Linda Rinchiuso couldn’t help noticing how patiently her son, Jimmy, sat during his older brother Charlie’s baseball and basketball games. But because Jimmy was born with Down syndrome, Rinchiuso wasn’t sure her little boy would ever have the chance to compete like his brother.
"You knew he just wanted to do it," says Rinchiuso, an Elk Grove Village mother of three. "At home we have a basketball hoop and he’d play with his brother, so even though he’s not very verbal yet, we got the idea that he wanted to be involved."
When Jimmy turned 8, he got his chance. He joined Schaumburg School District 54’s Special Olympics program. Now 9, Jimmy has competed in basketball, softball, floor hockey, gymnastics and soccer.
"In our downstairs, we have a wall of accomplishment and our older son has so much up there. Now Jimmy does too," Rinchiuso says. "And Jimmy’s having so much fun. If he could do Special Olympics every day he would."
While many local school districts offer Special Olympics, District 54 has made Special Olympics and the district’s mentally disabled children a top priority.
"Every parent should have the right to cheer their child on," says District 54 Superintendent Ed Rafferty. "This is the same opportunity for parents of kids without a disability, and it’s an authentic opportunity."

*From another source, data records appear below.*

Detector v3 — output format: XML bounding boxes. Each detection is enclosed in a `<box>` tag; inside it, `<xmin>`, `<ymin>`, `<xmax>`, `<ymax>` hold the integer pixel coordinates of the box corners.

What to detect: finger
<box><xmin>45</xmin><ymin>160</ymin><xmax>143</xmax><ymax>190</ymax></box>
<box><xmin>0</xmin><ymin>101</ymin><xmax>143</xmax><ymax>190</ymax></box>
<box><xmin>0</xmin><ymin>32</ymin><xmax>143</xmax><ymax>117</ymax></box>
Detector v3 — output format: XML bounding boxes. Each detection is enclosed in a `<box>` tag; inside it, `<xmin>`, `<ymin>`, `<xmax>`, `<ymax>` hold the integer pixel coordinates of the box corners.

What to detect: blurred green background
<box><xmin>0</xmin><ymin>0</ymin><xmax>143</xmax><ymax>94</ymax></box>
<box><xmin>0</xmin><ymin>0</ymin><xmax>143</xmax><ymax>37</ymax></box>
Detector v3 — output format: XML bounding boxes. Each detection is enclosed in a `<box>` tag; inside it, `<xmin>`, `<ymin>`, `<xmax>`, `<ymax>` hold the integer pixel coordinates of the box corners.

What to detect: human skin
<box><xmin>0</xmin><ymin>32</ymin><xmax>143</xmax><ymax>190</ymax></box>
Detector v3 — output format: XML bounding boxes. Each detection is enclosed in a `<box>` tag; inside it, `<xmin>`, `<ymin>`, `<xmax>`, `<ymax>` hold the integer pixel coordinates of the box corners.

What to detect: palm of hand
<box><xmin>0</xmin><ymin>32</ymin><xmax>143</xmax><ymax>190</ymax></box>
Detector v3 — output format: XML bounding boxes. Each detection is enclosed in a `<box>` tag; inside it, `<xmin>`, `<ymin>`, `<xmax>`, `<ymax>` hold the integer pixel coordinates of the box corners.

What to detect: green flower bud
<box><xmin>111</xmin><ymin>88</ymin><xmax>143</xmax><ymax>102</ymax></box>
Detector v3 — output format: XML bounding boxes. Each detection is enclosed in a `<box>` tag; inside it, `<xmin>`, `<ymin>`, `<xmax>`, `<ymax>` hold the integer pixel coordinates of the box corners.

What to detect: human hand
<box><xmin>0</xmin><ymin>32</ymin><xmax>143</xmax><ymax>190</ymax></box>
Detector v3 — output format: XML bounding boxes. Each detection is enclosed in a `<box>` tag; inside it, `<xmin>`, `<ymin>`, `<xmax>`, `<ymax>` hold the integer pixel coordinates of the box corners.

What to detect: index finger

When the district began its Special Olympics program 10 years ago, about five children competed, says Mike Sroka, a Special Olympics assistant in the district and crisis intervention assistant at Frost Junior High School in Schaumburg.
This year, 68 Special Olympics athletes ages 8 and up compete. Another 350 children are part of the district’s new Young Athletes program, which prepares 3- to 7-year-olds to compete when they turn 8.
All these efforts culminate in a districtwide Special Olympics competition in May, followed in June by the Summer Games in southern Illinois, where thousands of children compete. This year’s national games—the first ever—are in Iowa in July.
Learning more than sports
These games create athletes but they are about much more than sports training.
Special Olympics give the children as well as their parents opportunties to be social, to succeed, to hone physical skills that will build their bodies and to experience the camaraderie that comes with competition.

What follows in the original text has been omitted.